One way to make Card Talk more interesting is to involve more of the class in the discussion. This not only makes it more about “Us As a Class” and less about “Kenya as a Person”, but it also quickly gives us a lot more information to discuss.
I quickly transition from one person to the whole class. After just basically stating that Felicia likes X and just acting generally sorta amazed at her awesomeness, I ask her to look at the class. I ask the class to raise their hand if they also like X. I tell her to look at the class with their hands raised. I then ask them to raise their hand if they ADORE X and if they hate X. We can usually have fun with this for a while, especially if Felicia is an expressive student of good will who will look at the class with her emotions visible. (I do not ASK student to express emotions, but some of them are naturally more expressive than others. If so, it is fun to be like, “Class Felicia is happy! Cheeseburgers are popular in our class!” or “Felicia is sad. Five people hate cheeseburgers.”)
I tend to pre-pick cards (in my mind; I leave them on the floor till I “pretend” to notice the card that I PRE-SELECTED) that have to do with each other. Like two kids who like traveling. Or a kid who likes cats and one who likes dogs. Like, either the same or close to the same, or “opposites within a category” like coffee versus tea. This quickly leads to some good collections and comparisons. I don’t ask a ton of individual PQA type Qs generally such as “Felicia where do you eat cheeseburgers?” or “Felicia do you eat cheeseburgers on the moon or on Earth?”. It gets kinda boring unless the kid/topic is super-and-I’m-talking-abnormally-interesting interesting.

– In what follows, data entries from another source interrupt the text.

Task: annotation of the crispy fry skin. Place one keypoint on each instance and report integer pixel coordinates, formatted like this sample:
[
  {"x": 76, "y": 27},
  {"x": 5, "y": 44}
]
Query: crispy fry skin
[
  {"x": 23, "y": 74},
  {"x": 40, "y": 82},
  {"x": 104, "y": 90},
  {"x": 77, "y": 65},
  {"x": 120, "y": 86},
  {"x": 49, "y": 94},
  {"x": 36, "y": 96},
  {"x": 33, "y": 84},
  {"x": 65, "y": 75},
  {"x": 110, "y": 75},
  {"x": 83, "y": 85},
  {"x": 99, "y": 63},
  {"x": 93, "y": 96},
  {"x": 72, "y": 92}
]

I save the Qs for Write n Discuss where I usually add a couple of details in. I will just be writing the summary of the card talk, in which I try to include references to what the hands-raised poll of the class’s opinion was — for instance, “Felicia likes cheeseburgers and the majority of the class likes them too,” and I will then stop and ask Felicia, “Hey, what is your favorite restaurant?” or “Do you put mustard on them?” and add that detail into the writing.